OK. I think this could potentially be useful to have for XDP (for
instance, to have xdpdump "steal" any packets it is observing by
changing the return code to XDP_DROP).

>> - Is it possible to attach multiple FENTRY/FEXIT programs to the same
>>   XDP program 
>
> Yes. Already possible. See fexit_stress.c that attaches 40 progs to the same
> kernel function. Same thing when attaching fexit BPF to any XDP program.
> Since all of them are read only tracing prog all progs have access to skb on
> input and ouput along with unmodified return value.

Right, cool.

>> and/or to recursively attach FENTRY/FEXIT programs to each
>>   other?
>
> Not right now to avoid complex logic of detecting cycles. See simple bit:
>    if (tgt_prog->type == BPF_PROG_TYPE_TRACING) {
>            /* prevent cycles */
>            verbose(env, "Cannot recursively attach\n");

OK, that is probably a reasonable tradeoff.

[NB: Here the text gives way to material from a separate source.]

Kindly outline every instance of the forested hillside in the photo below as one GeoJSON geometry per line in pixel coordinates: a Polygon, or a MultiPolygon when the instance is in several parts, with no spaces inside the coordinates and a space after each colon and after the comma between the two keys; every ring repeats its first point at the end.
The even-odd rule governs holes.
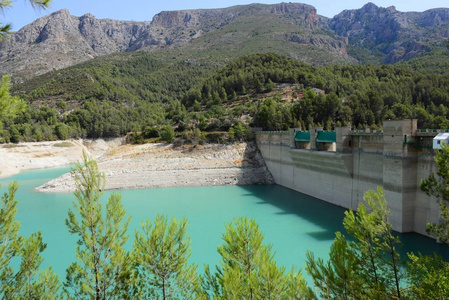
{"type": "Polygon", "coordinates": [[[255,125],[285,129],[319,123],[331,129],[339,124],[376,127],[383,119],[418,118],[420,127],[449,126],[448,75],[420,74],[405,66],[317,67],[271,54],[235,60],[190,91],[184,103],[189,107],[196,100],[208,105],[217,95],[257,94],[279,83],[295,85],[293,99],[288,104],[268,100],[258,112],[270,108],[285,115],[273,116],[277,123],[270,126],[259,114],[255,125]]]}
{"type": "Polygon", "coordinates": [[[383,119],[404,118],[417,118],[420,128],[449,127],[447,74],[406,65],[311,66],[277,54],[244,56],[219,69],[147,52],[115,54],[16,85],[14,93],[29,105],[4,118],[6,141],[129,132],[149,138],[166,127],[197,140],[228,131],[240,139],[249,126],[377,128],[383,119]]]}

>> - Could it be possible for an FENTRY/FEXIT program to call into another
>>   XDP program (i.e., one that has the regular XDP program type)?
>
> It's possible to teach verifier to do that, but we probably shouldn't take that
> route. Instead I've started exploring the idea of dynamic linking. The
> trampoline logic will be used to replace existing BPF program or subprogram
> instead of attaching read-only to it. If types match the new program can
> replace existing one. The concept allows to build any kind of callchain
> programmatically. Pretty much what Ed proposed with static linking, but doing
> it dynamically. I'll start a separate email thread explaining details.